Nel fare visita all’Archivio Storico Olivetti veniamo accolti da un nutrito gruppo di persone che della vicenda olivettiana sono stati insieme protagonisti e testimoni. Hanno visitato il blog del nostro viaggio e sono incuriositi da questo percorso che associa parole come solitudine e politica. La familiarità con cui ci accolgono ha forse qualcosa a che vedere con quell’abitare sul crinale della ricerca ma fors’anche con la condizione della solitudine.

Quella che vediamo attraverso le macchine, i manifesti, le riviste e le case editrici del progetto comunitario di Adriano Olivetti è qualcosa che in qualche modo ha a che fare anche con le nostre storie individuali. Le vecchie macchine da scrivere che vedevo da ragazzino nello studio del notaio Calliari dove lavorava mia zia Enrichetta, i primi rudimentali calcolatori meccanici, le “Lettera 22” con cui incidevamo le prime matrici di plastica con cui stampavamo volantini spesso illeggibili, le macchine elettriche degli anni ’80 con cui si preparavano le matrici elettroniche, i primi computer M20 con i floppy di cartoncino plastificato, la rivoluzione informatica degli anni successivi.
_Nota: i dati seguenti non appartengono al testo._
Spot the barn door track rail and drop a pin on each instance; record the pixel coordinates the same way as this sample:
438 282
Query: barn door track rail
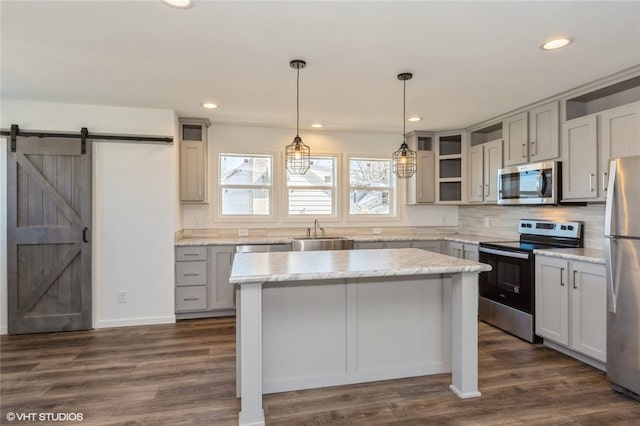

Che non si limitava a tradurre l’ingegno umano in macchine sempre più rivoluzionarie ma che si interrogava sulla condizione operaia, sul welfare e sull’abitare, sul tempo libero e sul sapere, fino a toccare la frontiera della proprietà e del potere. Quel disegno venne spezzato con la morte di Adriano Olivetti nel 1960, nel pieno di uno scontro con le grandi industrie nordamericane meno innovative ma finanziariamente e politicamente più forti.

Una vicenda, quella del pensiero olivettiano, che aveva a che fare con quel filone di ricerca rappresentato dall’azionismo politico e da “Giustizia e Libertà”, guardato con sospetto dalle principali vulgate politiche che, infatti, la condannarono alla marginalità. Sui muri dell’Archivio vediamo i manifesti degli incontri in azienda con Altiero Spinelli, Eugenio Montale, Eduardo De Filippo… negli scaffali le pubblicazioni delle Edizioni di Comunità che coraggiosamente riprendevano i pensieri di Theodor Adorno e di Karl Jaspers, di Norberto Bobbio e di Jacques Maritain, di Simone Weil e di Emile Durkheim. E successivamente le opere di Max Weber e di Hannah Arendt.

Qui ci sarebbe da scrivere un’altra storia politica, se solo una comunità sapesse pulsare con questa straordinaria eredità, per farne un luogo di elaborazione che va oltre i confini di una città, di una regione e di un paese. Invece è come se avessimo a che fare con un’eredità confinata. Ne parliamo a cena con il Sindaco di Ivrea. Chissà se ne verrà qualcosa di interessante…

A pensarci, Ivrea è a pochi di chilometri da Torino, ma le storie delle famiglie industriali di queste città andavano in direzioni radicalmente diverse, il profitto e la comunità. Anche nel rapporto fra città e territorio, fra città e montagna, le strade erano diverse. Per quella che prevalse, scempio e abbandono erano facce della stessa medaglia.